Wednesday, November 29, 2023


‘Something is wrong with the ENTIRE RV industry’

In this column, we summarize some of your emails and comments regarding RV service centers and repairs (we asked you to submit your stories here). We’ll tell you all: the best, the good, the bad and the ugly. At the end of this article, you’ll find a place to submit your own comments. I encourage you to do so.

Keep in mind, we typically only present one side of the story in most of these. Also, any remarks about service centers and mobile techs mentioned are the opinions of our readers and not necessarily 

Here’s what you had to say:

Rather be lucky than rich

Michael B. says he has had a lot of luck while on the road. He writes, “We have always been lucky when needing repairs on the road. From oil changes, tire repair for bolts in them, water pump on the Jeep, motherboard for the trailer, broken spring on the trailer requiring towing and replacements (still made our next stop), and losing a wheel that required new axle and other repairs that took about a month to get that trailer back.
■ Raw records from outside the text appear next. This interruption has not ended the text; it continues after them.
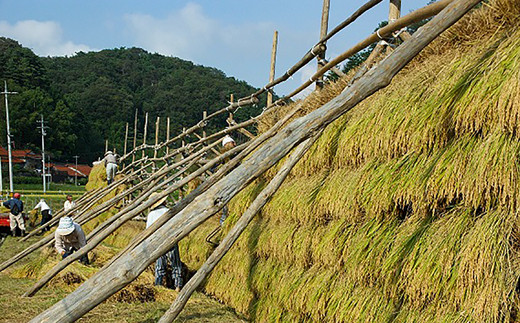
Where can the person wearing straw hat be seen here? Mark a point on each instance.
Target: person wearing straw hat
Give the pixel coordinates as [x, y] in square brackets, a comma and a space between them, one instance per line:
[15, 206]
[69, 237]
[172, 256]
[69, 204]
[110, 165]
[45, 210]
[228, 143]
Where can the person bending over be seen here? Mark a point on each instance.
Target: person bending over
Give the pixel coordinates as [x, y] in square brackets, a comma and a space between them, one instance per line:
[69, 238]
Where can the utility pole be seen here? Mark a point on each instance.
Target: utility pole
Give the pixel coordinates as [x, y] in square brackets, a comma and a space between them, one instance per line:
[273, 67]
[76, 172]
[1, 179]
[11, 189]
[42, 127]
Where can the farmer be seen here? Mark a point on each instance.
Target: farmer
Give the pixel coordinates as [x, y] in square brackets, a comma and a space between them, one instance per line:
[69, 237]
[228, 143]
[15, 214]
[45, 211]
[69, 204]
[158, 209]
[110, 165]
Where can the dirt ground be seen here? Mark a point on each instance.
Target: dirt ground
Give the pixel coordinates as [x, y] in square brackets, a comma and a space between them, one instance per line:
[16, 308]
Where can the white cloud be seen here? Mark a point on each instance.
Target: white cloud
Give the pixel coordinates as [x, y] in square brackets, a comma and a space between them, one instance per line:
[191, 34]
[45, 38]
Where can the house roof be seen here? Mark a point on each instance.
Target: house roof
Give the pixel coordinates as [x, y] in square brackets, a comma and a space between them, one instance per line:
[20, 154]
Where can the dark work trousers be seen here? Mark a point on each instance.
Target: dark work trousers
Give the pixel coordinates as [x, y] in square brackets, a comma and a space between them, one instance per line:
[84, 259]
[174, 258]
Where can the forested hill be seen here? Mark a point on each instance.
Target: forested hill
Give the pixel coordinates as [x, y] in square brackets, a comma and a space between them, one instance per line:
[89, 97]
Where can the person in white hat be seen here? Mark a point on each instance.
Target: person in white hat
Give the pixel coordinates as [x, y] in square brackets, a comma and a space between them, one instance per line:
[228, 142]
[69, 204]
[45, 210]
[110, 165]
[173, 256]
[69, 237]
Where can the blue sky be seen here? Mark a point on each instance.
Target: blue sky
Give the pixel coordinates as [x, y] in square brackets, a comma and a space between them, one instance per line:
[232, 35]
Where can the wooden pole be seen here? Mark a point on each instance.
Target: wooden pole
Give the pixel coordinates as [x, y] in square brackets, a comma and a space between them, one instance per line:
[323, 33]
[156, 136]
[144, 133]
[183, 142]
[126, 139]
[129, 266]
[418, 15]
[273, 66]
[204, 116]
[167, 134]
[231, 100]
[236, 231]
[135, 136]
[395, 10]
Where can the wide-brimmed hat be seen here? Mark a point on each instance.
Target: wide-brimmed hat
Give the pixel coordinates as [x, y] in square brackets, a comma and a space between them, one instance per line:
[66, 226]
[159, 202]
[227, 139]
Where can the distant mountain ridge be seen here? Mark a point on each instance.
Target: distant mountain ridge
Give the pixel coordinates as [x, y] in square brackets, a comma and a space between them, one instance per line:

I always say I’d rather be lucky than rich, and so far, so good. This was all pre-pandemic and a lot has changed, so remember traveling is all about the adventure and overcoming the adversities!”

Something is wrong with the entire RV industry; need stronger regulations

James J. is disgruntled with the poor workmanship of the entire RV industry and wants better regulation. He relates the saga of his trials, “I purchased a Rockwood 2618VS from Perris RV in Murray, UT. Upon shakedown, it developed a couple of problems – the gas/electric water heater would not stay lit, and the oven pilot would not stay lit. Returned to the dealer for warranty repair. After a couple of weeks of excuses, they told me everything was fine.
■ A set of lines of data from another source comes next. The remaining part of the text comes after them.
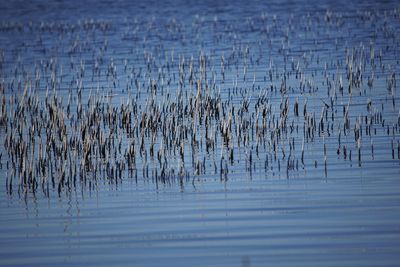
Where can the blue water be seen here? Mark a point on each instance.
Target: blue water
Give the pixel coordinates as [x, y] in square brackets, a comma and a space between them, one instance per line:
[344, 214]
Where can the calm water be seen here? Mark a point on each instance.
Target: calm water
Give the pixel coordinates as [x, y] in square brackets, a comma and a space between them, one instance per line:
[259, 212]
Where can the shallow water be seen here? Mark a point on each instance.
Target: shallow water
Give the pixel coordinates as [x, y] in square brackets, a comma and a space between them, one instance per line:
[344, 214]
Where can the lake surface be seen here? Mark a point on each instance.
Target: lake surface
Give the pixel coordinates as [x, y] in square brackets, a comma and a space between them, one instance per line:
[238, 177]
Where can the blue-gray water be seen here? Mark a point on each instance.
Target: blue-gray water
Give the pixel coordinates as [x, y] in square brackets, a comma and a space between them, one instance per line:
[342, 213]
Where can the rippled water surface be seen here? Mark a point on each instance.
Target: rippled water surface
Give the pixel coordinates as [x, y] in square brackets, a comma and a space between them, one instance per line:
[260, 208]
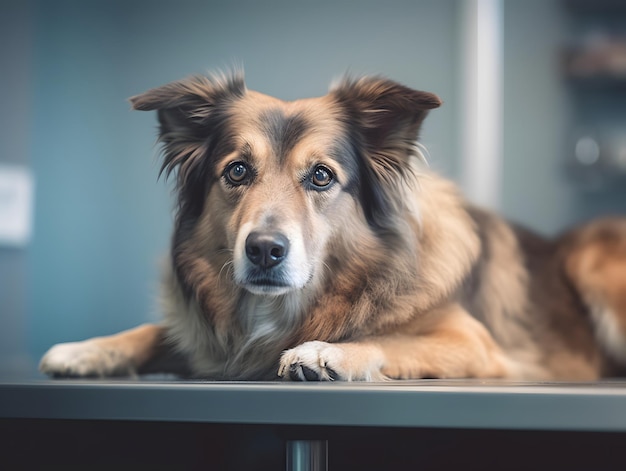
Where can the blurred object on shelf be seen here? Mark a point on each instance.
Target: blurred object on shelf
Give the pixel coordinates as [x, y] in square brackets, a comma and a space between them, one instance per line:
[596, 159]
[597, 55]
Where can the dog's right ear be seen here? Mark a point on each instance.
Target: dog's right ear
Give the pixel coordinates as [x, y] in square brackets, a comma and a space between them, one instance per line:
[188, 113]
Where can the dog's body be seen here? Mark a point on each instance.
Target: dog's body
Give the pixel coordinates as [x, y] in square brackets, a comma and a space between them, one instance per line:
[310, 243]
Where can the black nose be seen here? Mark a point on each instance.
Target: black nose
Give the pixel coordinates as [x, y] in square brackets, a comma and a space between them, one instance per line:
[266, 249]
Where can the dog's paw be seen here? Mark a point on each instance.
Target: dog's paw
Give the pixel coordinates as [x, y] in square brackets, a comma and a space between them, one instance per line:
[84, 359]
[322, 361]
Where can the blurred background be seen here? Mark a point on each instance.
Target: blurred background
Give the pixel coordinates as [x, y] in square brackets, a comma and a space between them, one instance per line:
[533, 125]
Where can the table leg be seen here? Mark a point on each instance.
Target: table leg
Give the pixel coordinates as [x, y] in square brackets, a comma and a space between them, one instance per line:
[307, 455]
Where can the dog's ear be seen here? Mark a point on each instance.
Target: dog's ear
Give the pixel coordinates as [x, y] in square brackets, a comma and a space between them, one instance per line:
[193, 123]
[384, 118]
[385, 110]
[189, 115]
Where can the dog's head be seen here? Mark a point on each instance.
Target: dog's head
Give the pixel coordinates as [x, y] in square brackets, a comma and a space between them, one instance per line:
[265, 185]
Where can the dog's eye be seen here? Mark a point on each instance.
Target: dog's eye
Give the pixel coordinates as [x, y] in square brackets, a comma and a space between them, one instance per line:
[237, 173]
[321, 176]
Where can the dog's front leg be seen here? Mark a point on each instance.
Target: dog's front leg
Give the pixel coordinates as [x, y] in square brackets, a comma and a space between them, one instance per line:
[448, 343]
[121, 354]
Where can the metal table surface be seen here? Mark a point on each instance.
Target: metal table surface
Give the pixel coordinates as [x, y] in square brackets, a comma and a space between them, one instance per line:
[426, 403]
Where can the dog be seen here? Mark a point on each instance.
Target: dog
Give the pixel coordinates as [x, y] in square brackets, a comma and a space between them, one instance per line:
[312, 243]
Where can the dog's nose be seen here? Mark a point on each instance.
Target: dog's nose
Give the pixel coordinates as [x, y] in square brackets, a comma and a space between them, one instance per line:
[266, 249]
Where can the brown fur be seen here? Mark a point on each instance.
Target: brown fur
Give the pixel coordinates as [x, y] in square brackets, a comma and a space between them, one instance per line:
[310, 243]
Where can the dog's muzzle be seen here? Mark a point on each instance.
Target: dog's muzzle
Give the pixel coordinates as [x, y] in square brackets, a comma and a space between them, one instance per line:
[266, 249]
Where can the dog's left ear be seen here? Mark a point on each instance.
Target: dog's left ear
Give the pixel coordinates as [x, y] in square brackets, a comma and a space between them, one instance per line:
[384, 110]
[385, 118]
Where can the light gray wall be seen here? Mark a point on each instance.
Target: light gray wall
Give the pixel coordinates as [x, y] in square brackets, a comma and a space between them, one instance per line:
[102, 220]
[535, 190]
[15, 149]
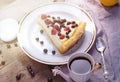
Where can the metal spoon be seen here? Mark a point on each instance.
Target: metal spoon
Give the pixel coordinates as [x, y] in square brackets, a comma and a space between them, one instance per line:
[100, 45]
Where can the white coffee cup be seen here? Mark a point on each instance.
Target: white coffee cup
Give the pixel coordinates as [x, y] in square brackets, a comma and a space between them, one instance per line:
[80, 67]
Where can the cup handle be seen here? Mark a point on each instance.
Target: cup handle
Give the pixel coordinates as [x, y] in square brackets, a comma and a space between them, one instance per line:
[97, 67]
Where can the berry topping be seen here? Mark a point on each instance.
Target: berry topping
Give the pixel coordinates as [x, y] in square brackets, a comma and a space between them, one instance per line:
[41, 31]
[76, 25]
[48, 21]
[66, 28]
[73, 22]
[41, 42]
[43, 16]
[67, 33]
[67, 37]
[55, 26]
[53, 52]
[73, 26]
[53, 31]
[62, 36]
[59, 34]
[45, 51]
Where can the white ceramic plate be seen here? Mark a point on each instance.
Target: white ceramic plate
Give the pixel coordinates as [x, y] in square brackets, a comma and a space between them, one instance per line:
[30, 30]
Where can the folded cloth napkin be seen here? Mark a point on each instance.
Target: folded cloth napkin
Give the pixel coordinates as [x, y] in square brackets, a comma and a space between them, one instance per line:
[107, 21]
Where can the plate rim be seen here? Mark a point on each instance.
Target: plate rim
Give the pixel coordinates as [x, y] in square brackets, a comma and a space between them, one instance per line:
[56, 63]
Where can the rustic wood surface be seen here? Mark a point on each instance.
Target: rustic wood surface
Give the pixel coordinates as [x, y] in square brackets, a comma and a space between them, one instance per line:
[13, 62]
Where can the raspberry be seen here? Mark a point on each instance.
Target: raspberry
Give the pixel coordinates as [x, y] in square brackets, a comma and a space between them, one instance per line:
[66, 29]
[53, 31]
[48, 21]
[43, 16]
[56, 27]
[62, 36]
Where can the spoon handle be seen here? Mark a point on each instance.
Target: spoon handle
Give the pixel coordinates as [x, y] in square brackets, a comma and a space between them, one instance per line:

“Nope! Same issues. I made extensive notes on what was happening and the test conditions. Returned the trailer for follow-up service, losing use for another couple of weeks. All good to go, they say. During pick-up, I tested the WH and demonstrated to the service manager that it was still malfunctioning. I had to wonder if they even attempted to test. The oven was not tested on-site by me at that time, as it does take fifteen to twenty minutes for the pilot to flame out. I had a trip planned and would return it afterward for what was likely to be another couple of weeks of sitting on their lot.
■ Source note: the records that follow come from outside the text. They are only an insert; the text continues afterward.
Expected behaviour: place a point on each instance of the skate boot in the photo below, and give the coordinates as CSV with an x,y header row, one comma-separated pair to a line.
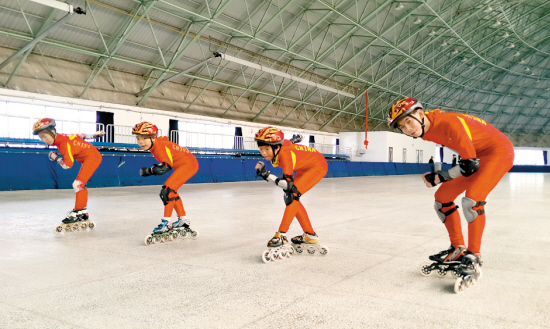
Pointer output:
x,y
75,221
470,271
278,248
311,243
162,233
182,228
445,261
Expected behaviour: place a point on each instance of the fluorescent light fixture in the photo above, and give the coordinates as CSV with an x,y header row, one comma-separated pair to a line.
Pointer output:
x,y
284,75
56,4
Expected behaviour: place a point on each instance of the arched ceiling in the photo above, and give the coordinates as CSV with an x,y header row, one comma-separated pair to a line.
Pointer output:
x,y
490,59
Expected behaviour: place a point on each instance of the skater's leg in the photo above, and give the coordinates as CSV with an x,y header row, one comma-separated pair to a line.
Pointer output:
x,y
89,166
303,182
174,182
444,205
490,172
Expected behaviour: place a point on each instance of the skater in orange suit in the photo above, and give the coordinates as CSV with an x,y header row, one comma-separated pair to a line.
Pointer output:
x,y
310,167
170,156
486,156
72,148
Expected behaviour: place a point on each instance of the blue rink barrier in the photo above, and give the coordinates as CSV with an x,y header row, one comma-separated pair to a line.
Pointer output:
x,y
32,170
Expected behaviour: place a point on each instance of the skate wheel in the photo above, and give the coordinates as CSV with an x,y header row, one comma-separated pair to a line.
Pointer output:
x,y
290,251
441,272
149,240
275,255
265,256
455,273
459,285
426,269
480,273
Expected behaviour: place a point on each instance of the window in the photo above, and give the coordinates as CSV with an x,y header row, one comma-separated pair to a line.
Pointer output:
x,y
192,134
529,157
17,119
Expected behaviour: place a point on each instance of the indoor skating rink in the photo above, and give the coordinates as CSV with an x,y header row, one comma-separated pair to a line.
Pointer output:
x,y
379,231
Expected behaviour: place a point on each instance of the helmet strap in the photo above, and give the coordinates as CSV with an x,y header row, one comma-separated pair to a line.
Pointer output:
x,y
421,123
275,153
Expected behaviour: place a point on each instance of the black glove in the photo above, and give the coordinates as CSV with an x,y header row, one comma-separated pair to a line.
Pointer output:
x,y
262,172
145,172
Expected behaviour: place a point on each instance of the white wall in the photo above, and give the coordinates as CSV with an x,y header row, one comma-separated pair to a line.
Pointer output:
x,y
130,115
381,141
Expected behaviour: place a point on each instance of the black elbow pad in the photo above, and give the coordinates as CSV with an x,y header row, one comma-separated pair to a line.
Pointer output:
x,y
468,166
161,169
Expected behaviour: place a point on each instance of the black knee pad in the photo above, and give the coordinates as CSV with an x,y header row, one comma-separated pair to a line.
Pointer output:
x,y
292,194
164,195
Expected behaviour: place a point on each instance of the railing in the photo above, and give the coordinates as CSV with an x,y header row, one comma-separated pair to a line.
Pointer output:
x,y
205,140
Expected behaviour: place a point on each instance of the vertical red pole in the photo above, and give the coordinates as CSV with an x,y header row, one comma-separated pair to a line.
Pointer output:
x,y
366,118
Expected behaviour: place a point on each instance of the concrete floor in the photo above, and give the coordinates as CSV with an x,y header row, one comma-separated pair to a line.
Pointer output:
x,y
379,230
“During the in-between times, when we actually could use our new trailer, a couple of other issues were discovered. Trim on the RR vanity was pealing loose. The vanity medicine cabinet was wiggling loose. Waves could be seen in the vinyl flooring of the galley area. If I wrote a book about the back-and-forth attempting to get these things resolved, it would become a novel.

The last straw

“The dealership’s solution to fix the loose vanity trim was the last straw. In my opinion, a little glue would fix the trim. But no, they decided to order and replace the vanity. The first replacement installed was a vanity-only unit—no integrated sink like the original. So they cut the sink out of the old vanity and cobbled it to the replacement vanity. When I went to retrieve my barely used trailer, the vanity looked like crap. It was very obvious what they did. I rejected it on the spot. After a few weeks, they finally got the correct vanity installed. It was okay, except the caulking was poorly done. It was at that point I decided these people have a problem and cannot be trusted to perform quality RV maintenance.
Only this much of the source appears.